Member of the Connecticut House of Representatives from the 139th district
- Incumbent
- Assumed office January 21, 2026
- Preceded by: Kevin Ryan

Personal details
- Born: 1973 or 1974 (age 52–53)
- Party: Democratic

= Larry Pemberton =

American politician

Larry Pemberton Jr. (born c. 1973/1974) is an American politician and member of the Connecticut House of Representatives. A member of the Democratic Party, he was elected at the special election in January 2026.

Pemberton was born in Norwich and raised in Montville. He is a member and treasurer of the Eastern Pequot Tribal Nation. His brother in law is the tribal chairman of the Mashantucket Pequots and owner of the Foxwoods Resort Casino. Pemberton is a community organizer and has worked in human services, hospitality, administration and transportation.

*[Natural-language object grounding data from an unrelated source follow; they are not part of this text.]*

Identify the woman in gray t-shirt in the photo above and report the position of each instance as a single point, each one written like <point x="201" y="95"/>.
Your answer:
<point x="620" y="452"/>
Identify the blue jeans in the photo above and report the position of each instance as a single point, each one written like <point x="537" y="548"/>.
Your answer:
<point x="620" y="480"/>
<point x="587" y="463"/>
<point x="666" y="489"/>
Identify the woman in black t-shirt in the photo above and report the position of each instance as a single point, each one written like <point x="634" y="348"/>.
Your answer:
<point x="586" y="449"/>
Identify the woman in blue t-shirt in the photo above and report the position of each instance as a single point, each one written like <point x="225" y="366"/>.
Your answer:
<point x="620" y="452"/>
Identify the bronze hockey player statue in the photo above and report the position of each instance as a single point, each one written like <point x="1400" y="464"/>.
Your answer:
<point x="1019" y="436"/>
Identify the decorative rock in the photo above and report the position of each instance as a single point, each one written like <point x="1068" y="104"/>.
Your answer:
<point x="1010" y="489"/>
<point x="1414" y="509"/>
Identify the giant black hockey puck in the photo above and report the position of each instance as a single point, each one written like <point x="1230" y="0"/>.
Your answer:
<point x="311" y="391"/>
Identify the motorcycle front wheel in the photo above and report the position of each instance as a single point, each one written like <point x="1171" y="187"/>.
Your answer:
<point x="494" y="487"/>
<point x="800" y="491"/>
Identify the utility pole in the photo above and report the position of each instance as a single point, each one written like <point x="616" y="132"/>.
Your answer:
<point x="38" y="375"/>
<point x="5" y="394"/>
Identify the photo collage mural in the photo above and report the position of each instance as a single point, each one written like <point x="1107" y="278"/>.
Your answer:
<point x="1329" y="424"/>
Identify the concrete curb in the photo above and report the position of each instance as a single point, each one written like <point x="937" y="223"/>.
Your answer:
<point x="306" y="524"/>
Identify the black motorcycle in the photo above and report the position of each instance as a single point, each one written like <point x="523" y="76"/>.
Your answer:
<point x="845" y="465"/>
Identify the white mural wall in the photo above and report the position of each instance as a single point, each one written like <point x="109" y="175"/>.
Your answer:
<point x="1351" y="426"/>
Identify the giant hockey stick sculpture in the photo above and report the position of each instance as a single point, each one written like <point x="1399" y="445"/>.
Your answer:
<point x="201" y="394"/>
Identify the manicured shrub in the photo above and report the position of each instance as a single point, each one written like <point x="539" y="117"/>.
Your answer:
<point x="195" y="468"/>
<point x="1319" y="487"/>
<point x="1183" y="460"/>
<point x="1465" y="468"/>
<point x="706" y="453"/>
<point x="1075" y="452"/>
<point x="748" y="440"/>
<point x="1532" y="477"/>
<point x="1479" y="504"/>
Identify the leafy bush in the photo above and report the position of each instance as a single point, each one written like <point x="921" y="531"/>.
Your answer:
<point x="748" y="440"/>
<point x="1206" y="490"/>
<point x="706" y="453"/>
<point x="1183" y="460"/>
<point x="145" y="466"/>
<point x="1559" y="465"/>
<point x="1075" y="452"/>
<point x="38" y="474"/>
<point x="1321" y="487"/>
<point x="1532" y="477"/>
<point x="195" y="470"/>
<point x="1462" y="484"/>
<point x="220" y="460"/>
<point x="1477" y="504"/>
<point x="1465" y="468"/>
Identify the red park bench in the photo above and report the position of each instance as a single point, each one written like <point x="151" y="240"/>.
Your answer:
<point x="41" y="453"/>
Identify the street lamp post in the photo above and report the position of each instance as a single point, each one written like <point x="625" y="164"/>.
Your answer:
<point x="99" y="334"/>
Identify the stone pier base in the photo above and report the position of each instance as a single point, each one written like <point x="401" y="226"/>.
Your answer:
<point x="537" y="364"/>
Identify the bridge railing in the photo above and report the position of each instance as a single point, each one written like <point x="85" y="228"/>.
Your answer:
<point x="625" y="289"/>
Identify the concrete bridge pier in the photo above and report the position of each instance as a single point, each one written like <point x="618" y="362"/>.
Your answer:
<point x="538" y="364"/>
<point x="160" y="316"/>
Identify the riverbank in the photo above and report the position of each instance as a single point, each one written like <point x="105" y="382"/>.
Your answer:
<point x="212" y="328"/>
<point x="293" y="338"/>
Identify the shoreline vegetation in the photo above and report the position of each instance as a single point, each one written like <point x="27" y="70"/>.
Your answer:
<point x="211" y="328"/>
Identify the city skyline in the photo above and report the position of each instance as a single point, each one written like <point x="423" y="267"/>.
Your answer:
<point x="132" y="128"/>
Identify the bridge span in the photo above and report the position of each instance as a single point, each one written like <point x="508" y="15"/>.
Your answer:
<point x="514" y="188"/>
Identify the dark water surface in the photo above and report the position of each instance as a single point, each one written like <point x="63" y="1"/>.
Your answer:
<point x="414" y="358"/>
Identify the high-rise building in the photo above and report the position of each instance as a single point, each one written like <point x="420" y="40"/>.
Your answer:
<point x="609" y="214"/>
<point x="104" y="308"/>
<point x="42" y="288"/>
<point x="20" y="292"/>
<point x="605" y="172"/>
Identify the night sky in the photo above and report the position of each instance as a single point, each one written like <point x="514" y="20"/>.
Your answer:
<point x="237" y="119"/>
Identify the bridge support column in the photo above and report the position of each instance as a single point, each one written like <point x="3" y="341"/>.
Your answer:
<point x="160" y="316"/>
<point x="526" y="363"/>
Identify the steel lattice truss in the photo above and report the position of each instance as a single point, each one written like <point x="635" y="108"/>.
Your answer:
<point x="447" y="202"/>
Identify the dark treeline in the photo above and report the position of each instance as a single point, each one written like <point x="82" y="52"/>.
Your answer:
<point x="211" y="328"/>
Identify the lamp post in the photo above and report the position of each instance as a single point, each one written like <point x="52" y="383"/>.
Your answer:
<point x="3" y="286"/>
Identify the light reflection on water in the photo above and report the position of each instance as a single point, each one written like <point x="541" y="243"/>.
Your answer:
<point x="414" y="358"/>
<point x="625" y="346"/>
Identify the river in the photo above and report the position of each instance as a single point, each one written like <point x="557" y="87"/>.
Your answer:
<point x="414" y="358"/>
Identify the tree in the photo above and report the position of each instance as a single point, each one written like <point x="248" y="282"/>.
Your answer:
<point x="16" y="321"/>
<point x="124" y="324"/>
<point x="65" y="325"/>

The Connecticut House of Representatives' 139th district, which consists of Ledyard, Montville and Norwich, became vacant following the death of incumbent Kevin Ryan in November 2025. Pemberton won the Democratic Party's nomination for the special election, despite being an unaffiliated voter, on December 3, 2025, and was also endorsed by the Working Families Party. He was elected to the Connecticut House of Representatives at the special election held on January 13, 2026, receiving 64% of votes. He was sworn in on January 21, 2026, becoming the first Native American member of the Connecticut General Assembly. He will serve-out the remainder of Ryan's term which expires in January 2027.

== Personal life ==

Pemberton is married and has two children. He lives in Uncasville, Montville.